Now that we have the processed data frames stored as parquet files in s3, we can generate [Trino](https://trino.io/) tables from it so that interactive dashboards can be implemented in [Superset](https://superset.apache.org/). We will be connecting to the [Operate First Trino](https://trino.operate-first.cloud/).

In [28]:
# Map the datatype columns of df to suitable datatype supported in Trino/Superset
_p2smap = {
    "object": "varchar",
    "int64": "bigint",
    "float64": "double",
    "datetime64[ns]": "timestamp",
    "bool": "boolean",
}


def pandas_type_to_sql(pt):
    st = _p2smap.get(pt)
    if st is not None:
        return st
    raise ValueError("unexpected pandas column type '{pt}'".format(pt=pt))


# Generate the Trino table schema
def generate_table_schema_pairs(df):
    ptypes = [str(e) for e in df.dtypes.to_list()]
    stypes = [pandas_type_to_sql(e) for e in ptypes]
    pz = list(zip(df.columns.to_list(), stypes))
    return ",\n".join(["    {n} {t}".format(n=e[0], t=e[1]) for e in pz])

In [29]:
# Create a Trino client
conn = trino.dbapi.connect(
    auth=trino.auth.BasicAuthentication(
        os.environ["TRINO_USER"], os.environ["TRINO_PASSWD"]
    ),
    host=os.environ["TRINO_HOST"],
    port=int(os.environ["TRINO_PORT"]),
    http_scheme="https",
    verify=True,
)
cur = conn.cursor()

In [30]:
# Check if Trino connection was successful
cur.execute("show catalogs")
cur.fetchall()[2]

['data_science_general_morty']

In [31]:
def create_table_from_df(df, table_name, s3_prefix):
    # Create the table with data populated from parquet file
    schema = generate_table_schema_pairs(df)

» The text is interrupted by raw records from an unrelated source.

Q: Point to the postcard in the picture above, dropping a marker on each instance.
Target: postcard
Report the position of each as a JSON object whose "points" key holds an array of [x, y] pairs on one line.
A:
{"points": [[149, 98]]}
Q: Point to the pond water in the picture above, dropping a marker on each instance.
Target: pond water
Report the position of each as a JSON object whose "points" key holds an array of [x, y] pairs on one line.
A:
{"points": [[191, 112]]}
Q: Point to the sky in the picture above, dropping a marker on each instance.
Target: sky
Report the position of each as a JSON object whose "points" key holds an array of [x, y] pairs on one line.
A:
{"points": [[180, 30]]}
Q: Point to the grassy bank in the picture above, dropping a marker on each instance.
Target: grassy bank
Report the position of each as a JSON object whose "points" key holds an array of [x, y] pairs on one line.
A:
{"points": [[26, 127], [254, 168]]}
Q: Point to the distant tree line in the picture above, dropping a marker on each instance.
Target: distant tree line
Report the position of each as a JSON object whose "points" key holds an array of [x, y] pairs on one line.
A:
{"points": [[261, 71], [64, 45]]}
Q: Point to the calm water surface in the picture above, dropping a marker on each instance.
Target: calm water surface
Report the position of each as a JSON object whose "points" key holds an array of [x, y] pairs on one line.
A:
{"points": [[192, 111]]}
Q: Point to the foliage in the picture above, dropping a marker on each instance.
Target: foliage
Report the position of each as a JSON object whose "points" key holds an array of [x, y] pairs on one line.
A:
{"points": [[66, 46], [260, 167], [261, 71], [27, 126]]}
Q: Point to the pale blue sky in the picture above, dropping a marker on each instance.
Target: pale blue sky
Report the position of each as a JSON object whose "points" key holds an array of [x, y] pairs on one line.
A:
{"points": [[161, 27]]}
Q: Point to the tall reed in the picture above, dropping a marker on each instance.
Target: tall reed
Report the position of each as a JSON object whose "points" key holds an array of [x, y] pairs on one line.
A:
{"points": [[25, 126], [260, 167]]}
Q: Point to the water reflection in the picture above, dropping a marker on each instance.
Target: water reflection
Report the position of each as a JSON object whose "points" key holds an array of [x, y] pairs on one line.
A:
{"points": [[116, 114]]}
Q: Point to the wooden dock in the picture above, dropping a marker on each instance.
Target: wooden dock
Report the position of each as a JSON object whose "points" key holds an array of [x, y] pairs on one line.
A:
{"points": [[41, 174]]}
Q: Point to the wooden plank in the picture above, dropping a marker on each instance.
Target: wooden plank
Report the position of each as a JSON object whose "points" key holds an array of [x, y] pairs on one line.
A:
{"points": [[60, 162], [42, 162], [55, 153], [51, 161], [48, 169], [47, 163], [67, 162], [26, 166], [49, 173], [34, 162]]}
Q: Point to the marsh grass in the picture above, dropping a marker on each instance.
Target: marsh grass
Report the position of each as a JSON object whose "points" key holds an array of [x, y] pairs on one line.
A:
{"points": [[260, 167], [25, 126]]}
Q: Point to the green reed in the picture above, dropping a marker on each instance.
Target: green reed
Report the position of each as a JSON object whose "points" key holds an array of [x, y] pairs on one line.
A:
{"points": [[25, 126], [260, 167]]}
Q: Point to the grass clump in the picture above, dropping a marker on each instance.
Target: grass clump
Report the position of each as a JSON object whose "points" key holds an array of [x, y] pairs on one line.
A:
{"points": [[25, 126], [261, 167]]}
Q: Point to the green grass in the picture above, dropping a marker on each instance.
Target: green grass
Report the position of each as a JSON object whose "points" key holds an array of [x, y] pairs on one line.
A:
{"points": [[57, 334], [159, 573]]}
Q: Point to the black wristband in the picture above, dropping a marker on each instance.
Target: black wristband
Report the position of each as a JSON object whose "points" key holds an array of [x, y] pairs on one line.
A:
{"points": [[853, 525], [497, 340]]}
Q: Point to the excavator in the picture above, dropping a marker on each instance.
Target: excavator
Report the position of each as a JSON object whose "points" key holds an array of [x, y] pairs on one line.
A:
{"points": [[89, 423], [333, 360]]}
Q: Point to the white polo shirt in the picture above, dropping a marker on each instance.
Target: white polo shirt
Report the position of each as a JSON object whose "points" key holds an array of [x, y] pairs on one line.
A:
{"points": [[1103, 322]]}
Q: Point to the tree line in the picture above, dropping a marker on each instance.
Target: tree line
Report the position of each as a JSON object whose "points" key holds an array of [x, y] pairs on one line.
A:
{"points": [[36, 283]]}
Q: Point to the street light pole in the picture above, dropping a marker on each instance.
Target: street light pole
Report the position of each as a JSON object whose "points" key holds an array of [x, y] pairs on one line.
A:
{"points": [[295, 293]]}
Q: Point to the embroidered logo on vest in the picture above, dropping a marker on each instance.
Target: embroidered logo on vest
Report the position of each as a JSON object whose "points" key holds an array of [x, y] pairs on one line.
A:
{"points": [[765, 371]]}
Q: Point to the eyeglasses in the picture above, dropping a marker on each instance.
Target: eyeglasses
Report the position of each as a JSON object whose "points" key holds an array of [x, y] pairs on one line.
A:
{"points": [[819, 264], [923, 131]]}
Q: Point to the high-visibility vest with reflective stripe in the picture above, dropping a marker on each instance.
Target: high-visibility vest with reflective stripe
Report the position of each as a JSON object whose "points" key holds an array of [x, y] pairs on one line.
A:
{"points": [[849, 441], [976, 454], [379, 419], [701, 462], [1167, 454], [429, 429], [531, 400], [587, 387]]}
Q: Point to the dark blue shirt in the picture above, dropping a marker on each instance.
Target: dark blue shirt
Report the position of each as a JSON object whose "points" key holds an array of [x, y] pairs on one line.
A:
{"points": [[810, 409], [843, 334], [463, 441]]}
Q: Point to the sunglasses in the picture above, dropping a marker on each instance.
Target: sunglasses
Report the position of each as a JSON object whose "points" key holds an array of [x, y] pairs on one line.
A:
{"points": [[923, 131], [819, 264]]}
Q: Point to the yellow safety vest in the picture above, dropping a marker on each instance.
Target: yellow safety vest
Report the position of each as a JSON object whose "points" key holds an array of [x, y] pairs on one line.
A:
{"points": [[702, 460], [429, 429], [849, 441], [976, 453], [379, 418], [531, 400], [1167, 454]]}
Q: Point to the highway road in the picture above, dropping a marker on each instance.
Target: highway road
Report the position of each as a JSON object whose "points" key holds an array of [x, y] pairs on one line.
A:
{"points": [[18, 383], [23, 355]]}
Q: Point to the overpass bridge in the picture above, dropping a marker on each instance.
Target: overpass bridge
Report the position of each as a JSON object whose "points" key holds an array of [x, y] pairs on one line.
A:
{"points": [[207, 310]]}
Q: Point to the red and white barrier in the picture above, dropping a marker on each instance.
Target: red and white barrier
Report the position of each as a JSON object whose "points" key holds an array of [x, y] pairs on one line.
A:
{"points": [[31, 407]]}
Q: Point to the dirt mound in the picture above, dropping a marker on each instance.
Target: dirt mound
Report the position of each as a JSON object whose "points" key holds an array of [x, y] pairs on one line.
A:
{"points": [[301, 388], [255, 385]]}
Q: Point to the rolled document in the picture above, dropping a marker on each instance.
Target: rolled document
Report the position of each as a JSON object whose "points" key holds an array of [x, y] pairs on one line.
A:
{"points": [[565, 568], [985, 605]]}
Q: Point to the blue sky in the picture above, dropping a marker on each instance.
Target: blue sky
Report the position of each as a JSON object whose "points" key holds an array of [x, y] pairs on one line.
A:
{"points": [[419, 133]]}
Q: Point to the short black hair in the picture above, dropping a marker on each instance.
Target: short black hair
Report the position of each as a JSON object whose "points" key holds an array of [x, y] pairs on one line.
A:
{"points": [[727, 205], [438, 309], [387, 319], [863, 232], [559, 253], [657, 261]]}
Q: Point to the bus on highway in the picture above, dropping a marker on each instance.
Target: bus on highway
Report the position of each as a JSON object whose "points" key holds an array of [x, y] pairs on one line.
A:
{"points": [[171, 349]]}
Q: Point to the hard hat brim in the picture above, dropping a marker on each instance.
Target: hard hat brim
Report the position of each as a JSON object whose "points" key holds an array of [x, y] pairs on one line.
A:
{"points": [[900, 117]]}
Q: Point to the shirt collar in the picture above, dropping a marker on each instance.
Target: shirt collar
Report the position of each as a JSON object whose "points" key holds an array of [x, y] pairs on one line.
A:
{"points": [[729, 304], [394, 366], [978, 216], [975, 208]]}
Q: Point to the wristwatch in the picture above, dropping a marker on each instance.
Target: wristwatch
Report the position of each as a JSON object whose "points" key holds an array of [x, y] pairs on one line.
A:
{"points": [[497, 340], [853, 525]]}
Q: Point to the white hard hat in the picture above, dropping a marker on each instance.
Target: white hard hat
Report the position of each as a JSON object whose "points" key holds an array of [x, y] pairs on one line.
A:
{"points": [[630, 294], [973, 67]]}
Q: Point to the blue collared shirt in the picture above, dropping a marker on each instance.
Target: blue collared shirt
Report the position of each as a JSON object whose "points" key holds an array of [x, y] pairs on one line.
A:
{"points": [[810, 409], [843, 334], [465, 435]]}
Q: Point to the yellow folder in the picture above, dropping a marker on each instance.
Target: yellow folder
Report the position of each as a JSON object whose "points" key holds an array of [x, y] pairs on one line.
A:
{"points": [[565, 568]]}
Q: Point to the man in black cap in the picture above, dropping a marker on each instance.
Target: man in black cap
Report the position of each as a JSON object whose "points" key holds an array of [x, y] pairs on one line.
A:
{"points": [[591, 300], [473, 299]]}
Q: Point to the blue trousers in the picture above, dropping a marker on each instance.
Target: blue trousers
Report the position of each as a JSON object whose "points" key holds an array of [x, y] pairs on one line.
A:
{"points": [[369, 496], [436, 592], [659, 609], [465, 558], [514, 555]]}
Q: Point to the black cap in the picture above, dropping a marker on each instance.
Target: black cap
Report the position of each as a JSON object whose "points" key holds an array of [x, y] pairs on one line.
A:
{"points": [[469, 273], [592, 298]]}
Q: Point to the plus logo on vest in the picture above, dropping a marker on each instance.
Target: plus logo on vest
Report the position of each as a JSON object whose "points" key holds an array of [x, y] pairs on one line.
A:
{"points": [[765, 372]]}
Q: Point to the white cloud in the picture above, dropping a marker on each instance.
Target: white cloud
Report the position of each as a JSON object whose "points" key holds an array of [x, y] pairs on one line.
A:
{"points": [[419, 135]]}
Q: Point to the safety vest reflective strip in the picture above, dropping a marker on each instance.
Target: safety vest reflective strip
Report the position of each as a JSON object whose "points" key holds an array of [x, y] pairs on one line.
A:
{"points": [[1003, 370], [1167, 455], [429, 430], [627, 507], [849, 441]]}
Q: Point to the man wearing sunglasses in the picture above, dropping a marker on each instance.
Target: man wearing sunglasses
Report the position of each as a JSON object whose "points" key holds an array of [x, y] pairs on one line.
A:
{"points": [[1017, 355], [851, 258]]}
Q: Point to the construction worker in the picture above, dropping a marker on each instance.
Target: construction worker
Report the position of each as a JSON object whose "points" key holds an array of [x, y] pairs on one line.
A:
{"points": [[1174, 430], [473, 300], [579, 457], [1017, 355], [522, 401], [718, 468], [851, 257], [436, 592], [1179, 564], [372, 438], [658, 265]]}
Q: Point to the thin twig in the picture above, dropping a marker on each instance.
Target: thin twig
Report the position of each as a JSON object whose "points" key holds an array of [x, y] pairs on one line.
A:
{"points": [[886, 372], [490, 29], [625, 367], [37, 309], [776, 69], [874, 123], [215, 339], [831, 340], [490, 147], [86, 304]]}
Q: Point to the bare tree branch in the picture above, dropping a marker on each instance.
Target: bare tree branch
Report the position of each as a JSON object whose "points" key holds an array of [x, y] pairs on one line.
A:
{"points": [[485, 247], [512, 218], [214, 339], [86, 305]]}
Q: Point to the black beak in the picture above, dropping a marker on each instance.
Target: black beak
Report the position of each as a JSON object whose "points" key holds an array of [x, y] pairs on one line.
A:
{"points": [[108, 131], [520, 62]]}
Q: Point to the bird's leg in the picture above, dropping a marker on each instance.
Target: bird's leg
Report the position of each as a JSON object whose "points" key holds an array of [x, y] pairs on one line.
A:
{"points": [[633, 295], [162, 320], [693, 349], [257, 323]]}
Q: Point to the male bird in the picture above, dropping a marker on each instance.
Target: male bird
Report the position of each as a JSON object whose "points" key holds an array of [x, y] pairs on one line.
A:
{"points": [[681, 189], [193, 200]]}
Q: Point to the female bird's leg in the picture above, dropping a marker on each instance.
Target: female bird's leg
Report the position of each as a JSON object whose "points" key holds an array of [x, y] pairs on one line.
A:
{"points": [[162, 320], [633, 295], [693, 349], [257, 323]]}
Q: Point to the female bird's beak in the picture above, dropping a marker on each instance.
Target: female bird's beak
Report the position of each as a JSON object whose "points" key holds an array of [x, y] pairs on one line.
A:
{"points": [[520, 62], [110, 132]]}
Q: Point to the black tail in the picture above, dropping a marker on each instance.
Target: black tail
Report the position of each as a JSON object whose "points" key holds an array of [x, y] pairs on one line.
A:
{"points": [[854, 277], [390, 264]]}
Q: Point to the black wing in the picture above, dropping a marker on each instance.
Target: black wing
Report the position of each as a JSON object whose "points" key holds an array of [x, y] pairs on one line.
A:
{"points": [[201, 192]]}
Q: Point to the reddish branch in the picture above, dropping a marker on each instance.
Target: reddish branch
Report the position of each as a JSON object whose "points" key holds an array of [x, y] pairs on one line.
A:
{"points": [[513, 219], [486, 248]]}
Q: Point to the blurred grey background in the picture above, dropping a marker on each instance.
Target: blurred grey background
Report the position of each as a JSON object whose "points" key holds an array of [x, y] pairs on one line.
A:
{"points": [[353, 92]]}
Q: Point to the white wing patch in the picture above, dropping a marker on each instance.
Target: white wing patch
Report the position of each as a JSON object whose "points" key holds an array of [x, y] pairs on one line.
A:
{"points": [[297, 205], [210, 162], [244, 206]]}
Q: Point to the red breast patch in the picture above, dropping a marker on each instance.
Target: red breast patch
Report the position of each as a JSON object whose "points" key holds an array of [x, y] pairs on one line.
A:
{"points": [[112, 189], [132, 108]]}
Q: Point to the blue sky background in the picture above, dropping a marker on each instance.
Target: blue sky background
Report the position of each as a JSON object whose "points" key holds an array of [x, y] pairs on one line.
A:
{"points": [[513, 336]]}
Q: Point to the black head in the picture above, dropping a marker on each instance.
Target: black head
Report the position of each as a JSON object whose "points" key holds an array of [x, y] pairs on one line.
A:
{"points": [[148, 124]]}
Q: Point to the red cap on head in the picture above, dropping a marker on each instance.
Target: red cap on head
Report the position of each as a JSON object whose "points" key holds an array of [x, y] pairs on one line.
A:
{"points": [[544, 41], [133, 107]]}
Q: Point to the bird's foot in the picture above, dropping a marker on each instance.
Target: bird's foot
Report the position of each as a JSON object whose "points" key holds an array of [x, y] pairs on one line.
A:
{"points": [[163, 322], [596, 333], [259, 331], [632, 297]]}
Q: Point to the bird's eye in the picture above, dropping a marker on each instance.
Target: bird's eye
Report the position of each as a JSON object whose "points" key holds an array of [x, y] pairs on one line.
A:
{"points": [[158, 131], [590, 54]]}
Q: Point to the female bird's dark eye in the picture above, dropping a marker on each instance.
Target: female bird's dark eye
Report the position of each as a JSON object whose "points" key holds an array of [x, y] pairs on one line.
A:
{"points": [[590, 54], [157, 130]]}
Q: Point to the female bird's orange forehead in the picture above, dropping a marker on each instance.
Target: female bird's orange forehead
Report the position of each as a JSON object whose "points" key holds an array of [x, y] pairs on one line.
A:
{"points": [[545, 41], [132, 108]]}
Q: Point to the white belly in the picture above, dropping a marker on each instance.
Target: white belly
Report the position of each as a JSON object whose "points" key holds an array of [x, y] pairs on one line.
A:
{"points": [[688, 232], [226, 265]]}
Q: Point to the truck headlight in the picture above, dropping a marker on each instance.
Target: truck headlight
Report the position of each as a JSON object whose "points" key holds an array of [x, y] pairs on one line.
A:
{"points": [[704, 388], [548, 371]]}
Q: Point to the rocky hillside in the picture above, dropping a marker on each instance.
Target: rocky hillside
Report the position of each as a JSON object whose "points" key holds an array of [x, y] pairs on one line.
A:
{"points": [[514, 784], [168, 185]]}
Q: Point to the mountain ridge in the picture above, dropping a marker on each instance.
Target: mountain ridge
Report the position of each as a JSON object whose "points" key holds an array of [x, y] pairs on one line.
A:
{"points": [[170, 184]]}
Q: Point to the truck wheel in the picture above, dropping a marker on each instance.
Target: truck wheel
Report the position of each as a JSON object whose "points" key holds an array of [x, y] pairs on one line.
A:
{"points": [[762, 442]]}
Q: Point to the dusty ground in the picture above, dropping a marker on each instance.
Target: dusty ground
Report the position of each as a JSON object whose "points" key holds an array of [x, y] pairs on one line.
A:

    tabledef = """CREATE TABLE IF NOT EXISTS data_science_general_morty.default.{table_name}(
    {schema}
    ) with (
        format = 'parquet',
        external_location = 's3a://{s3_bucket}/{s3_prefix}'
    )""".format(
        table_name=table_name,
        schema=schema,
        s3_prefix=s3_prefix,
        s3_bucket=os.environ["S3_BUCKET"],
    )

    cur.execute(tabledef)
    return cur.fetchall()

In [32]:
create_table_from_df(
    issue_df,
    table_name="thoth_support_issues",
    s3_prefix="open-services-group/metrics/thoth-support-github/issues",
)

[[True]]

In [33]:
create_table_from_df(
    pr_df,
    table_name="thoth_support_prs",
    s3_prefix="open-services-group/metrics/thoth-support-github/prs",
)

[[True]]

## Conclusion

In this notebook we:

- Fetched GitHub Issue/PR data for a specified org/repo using the MI srcopsmetrics module.
- Pre-processed the raw data into data frames with relevant columns.
- Uploaded the processed data frames as parquet files to an S3 bucket.
- Created suitable tables for the parquet files generated in Trino.

We can now further explore the GitHub data and create interactive visualization dashboards in Superset.